Reflection by Jacquie Boughner
Artist: Tom Krysiak
Title: ‘Cross’
Edited interview from L’Arche Canada ‘Human Future’ Spring 2012
Beth Porter: You have been drawn to the art of the people who have intellectual disabilities in L’Arche. What attracts you?
Jacquie Boughner: All art is an extension of the body, and the body is something L’Arche understands, simply because the people of L’Arche often live with bodily limitations or need help caring for their bodies. I heard a choreographer once describe the act of creating as “the body in a free fall and then being caught”— that sensation of letting go and trusting. We don’t intellectualize this work as a narrative — we physically feel it as a gesture. L’Arche artists know and celebrate this, allowing the deepest impulse of our human reality to happen, to be expressed in creativity. To be creative is a part of being human. There is a freedom and truthfulness in their art.
BP: Is the art of people with intellectual disabilities different then, from other art?
JB: In art there is the indefinable that makes a work breathe. It’s a kind of mysterious tension between head and heart that gives life. The art of L’Arche is all about this breath and life that is found in the gesture of the body, by the act of painting, or drawing a line with immediacy, intensity. It represents a commitment to living fully in the moment.
BP: Was there a moment when you began to notice the art of L’Arche members?
JB: I walked into the Craft Studio at L’Arche Daybreak and there was a display of Tom Krysiak’s ceramic crosses. There were colorful, cartoon-like characters pinned to each cross. One looked like Homer Simpson with a big, red, bleeding heart, and another had a ten gallon cowboy hat and a handle-bar mustache. I was mesmerized, confounded and shocked. My first thought was, “Is this blasphemy? Can it actually be religious art?” I have seen similar art objects, in a secular, ironic context—art objects created to outrage by using religious symbols in unorthodox contexts. Tom’s crosses were not done to be ironic or controversial. They came from the heart, from his lived experience. Homer Simpson is a familiar friend, a human-like character present in our lives—and Tom presented him in a very human body experiencing the cross—a raw, incarnated, bleeding and broken body. I couldn’t stop looking at Tom’s crosses, so I bought them all and took them home with me. Every few days I would look at them. Art is a relationship – you have to spend time with it and wait for it to tell you its story. The process of art is completed in the viewer.
I came to understand that these crosses were theologically accurate, aesthetically profound, and deeply confirming of the mystery of the cross— and of life. Perhaps the most significant religious art in this secular world, is produced by those who experience the cross everyday—the other, the outsider, the disadvantaged. In our day, perhaps the religious art that will fill us with awe and wonder is the art that is an expression of vulnerability, by those who are vulnerable.
When this work touches us so deeply, so physically, it confronts us with the essential questions for our human survival—What does ‘being human’ mean? How are we to live this meaning personally in our human community? By the appearance of rule breaking, they redefine and reaffirm the gift of art and the life that it brings.

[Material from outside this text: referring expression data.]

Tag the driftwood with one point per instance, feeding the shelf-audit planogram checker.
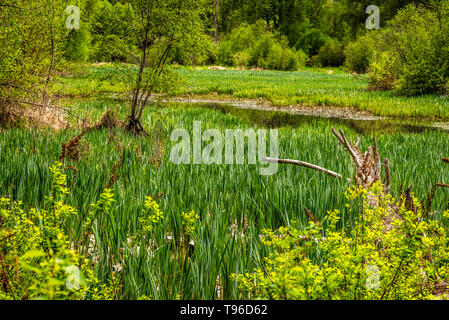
(368, 164)
(305, 164)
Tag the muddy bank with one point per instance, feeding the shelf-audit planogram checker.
(259, 104)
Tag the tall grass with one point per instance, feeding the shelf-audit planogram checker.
(312, 87)
(225, 197)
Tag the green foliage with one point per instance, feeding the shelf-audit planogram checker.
(255, 46)
(331, 54)
(31, 42)
(311, 87)
(111, 27)
(358, 54)
(382, 256)
(415, 56)
(384, 71)
(38, 261)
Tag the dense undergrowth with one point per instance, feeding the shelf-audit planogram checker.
(157, 247)
(309, 87)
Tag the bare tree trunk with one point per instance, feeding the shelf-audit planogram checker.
(216, 22)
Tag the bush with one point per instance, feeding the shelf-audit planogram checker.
(255, 46)
(384, 256)
(110, 27)
(414, 57)
(37, 259)
(358, 54)
(384, 72)
(331, 54)
(241, 58)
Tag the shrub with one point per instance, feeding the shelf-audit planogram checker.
(384, 256)
(415, 51)
(253, 45)
(241, 58)
(37, 259)
(110, 26)
(384, 71)
(331, 54)
(358, 54)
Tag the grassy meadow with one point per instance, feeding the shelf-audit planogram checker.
(234, 203)
(309, 87)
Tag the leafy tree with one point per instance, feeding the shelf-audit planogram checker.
(157, 26)
(31, 39)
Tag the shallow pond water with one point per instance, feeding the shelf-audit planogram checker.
(277, 119)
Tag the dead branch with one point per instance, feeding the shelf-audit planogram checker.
(305, 164)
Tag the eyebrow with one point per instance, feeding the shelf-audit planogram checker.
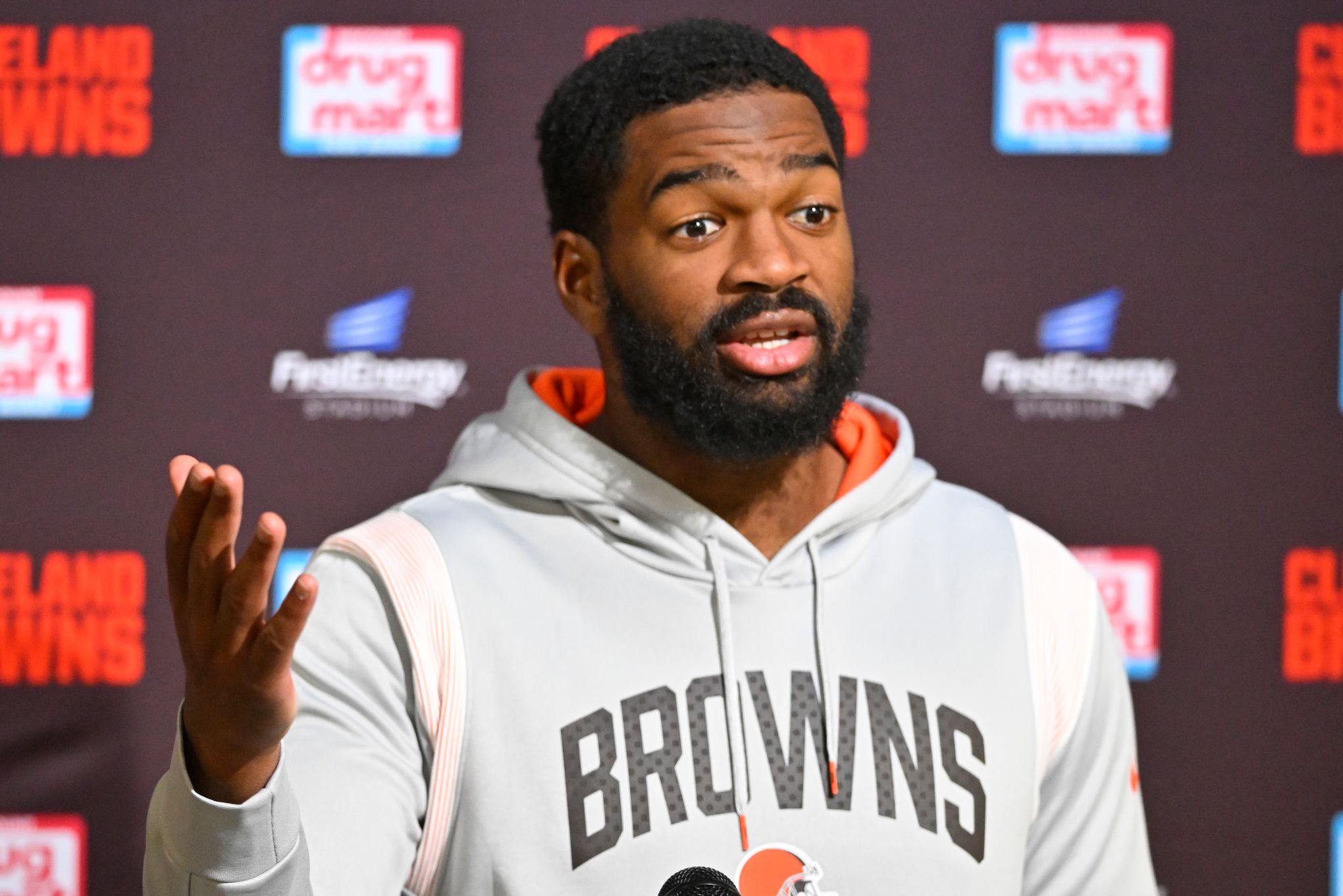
(718, 171)
(673, 179)
(814, 160)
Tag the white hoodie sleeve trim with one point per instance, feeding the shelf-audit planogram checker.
(406, 558)
(1060, 600)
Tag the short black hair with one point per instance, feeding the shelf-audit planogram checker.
(582, 129)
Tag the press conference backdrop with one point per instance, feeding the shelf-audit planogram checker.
(308, 238)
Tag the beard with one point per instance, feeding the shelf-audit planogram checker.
(725, 414)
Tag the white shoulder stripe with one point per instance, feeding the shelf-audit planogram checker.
(411, 567)
(1060, 604)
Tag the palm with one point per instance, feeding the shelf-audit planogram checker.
(241, 695)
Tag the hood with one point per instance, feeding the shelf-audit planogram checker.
(528, 448)
(531, 449)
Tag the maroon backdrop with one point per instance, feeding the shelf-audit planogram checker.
(209, 250)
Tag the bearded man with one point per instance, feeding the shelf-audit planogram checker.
(701, 598)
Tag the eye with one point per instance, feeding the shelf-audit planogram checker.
(814, 215)
(697, 228)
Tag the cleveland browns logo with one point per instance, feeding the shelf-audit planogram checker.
(779, 870)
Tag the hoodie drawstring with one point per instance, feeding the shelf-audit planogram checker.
(731, 695)
(828, 718)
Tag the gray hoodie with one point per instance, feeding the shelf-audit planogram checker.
(515, 684)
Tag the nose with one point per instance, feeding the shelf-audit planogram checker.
(764, 257)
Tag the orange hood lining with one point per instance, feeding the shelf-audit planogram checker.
(578, 394)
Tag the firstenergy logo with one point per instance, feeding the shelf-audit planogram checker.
(1066, 382)
(355, 382)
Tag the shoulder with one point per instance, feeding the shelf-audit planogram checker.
(1064, 625)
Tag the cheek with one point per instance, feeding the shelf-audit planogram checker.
(677, 294)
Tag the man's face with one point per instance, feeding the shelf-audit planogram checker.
(728, 269)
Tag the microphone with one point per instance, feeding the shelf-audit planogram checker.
(698, 882)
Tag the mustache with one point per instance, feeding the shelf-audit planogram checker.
(752, 304)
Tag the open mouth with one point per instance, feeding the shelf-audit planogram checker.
(771, 344)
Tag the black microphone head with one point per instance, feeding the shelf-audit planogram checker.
(698, 882)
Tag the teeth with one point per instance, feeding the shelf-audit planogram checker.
(768, 339)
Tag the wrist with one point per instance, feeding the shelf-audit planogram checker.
(227, 777)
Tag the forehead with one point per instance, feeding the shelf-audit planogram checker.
(760, 125)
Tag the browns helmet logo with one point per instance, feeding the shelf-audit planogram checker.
(779, 870)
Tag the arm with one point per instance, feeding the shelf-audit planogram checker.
(338, 808)
(1088, 835)
(342, 810)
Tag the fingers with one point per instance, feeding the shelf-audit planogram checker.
(276, 643)
(242, 604)
(213, 547)
(178, 471)
(194, 492)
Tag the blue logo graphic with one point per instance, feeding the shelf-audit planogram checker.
(370, 327)
(1086, 325)
(1336, 856)
(292, 565)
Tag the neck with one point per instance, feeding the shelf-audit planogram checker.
(767, 502)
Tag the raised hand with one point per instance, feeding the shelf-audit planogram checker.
(240, 691)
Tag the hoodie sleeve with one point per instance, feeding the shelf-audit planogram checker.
(1088, 835)
(342, 813)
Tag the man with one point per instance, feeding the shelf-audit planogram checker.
(700, 606)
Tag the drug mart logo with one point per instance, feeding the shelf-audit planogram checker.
(1068, 382)
(1130, 583)
(1083, 89)
(43, 855)
(355, 382)
(371, 90)
(841, 55)
(46, 351)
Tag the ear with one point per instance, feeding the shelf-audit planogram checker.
(577, 263)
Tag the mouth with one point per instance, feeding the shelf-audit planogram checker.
(771, 344)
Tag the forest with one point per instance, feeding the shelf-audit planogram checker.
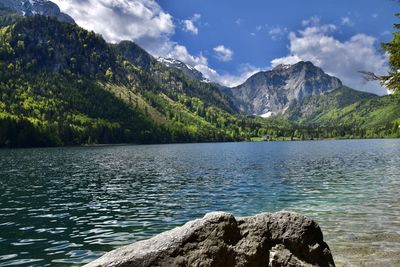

Their work embodies the innate human response and desire to create a personal, physical mark—a prophetic gesture holding our fragile human identity in the strength of an intentional creative act – it is a way of ‘knowing’.
We are privileged to have artists in L’Arche who have the ability to confound us.
Jacquie Boughner is a professional artist, member of the L’Arche International Stewardship Board, member of L’Arche Daybreak and curator of the L’Arche International 50th Jubilee On-line Art Exhibition.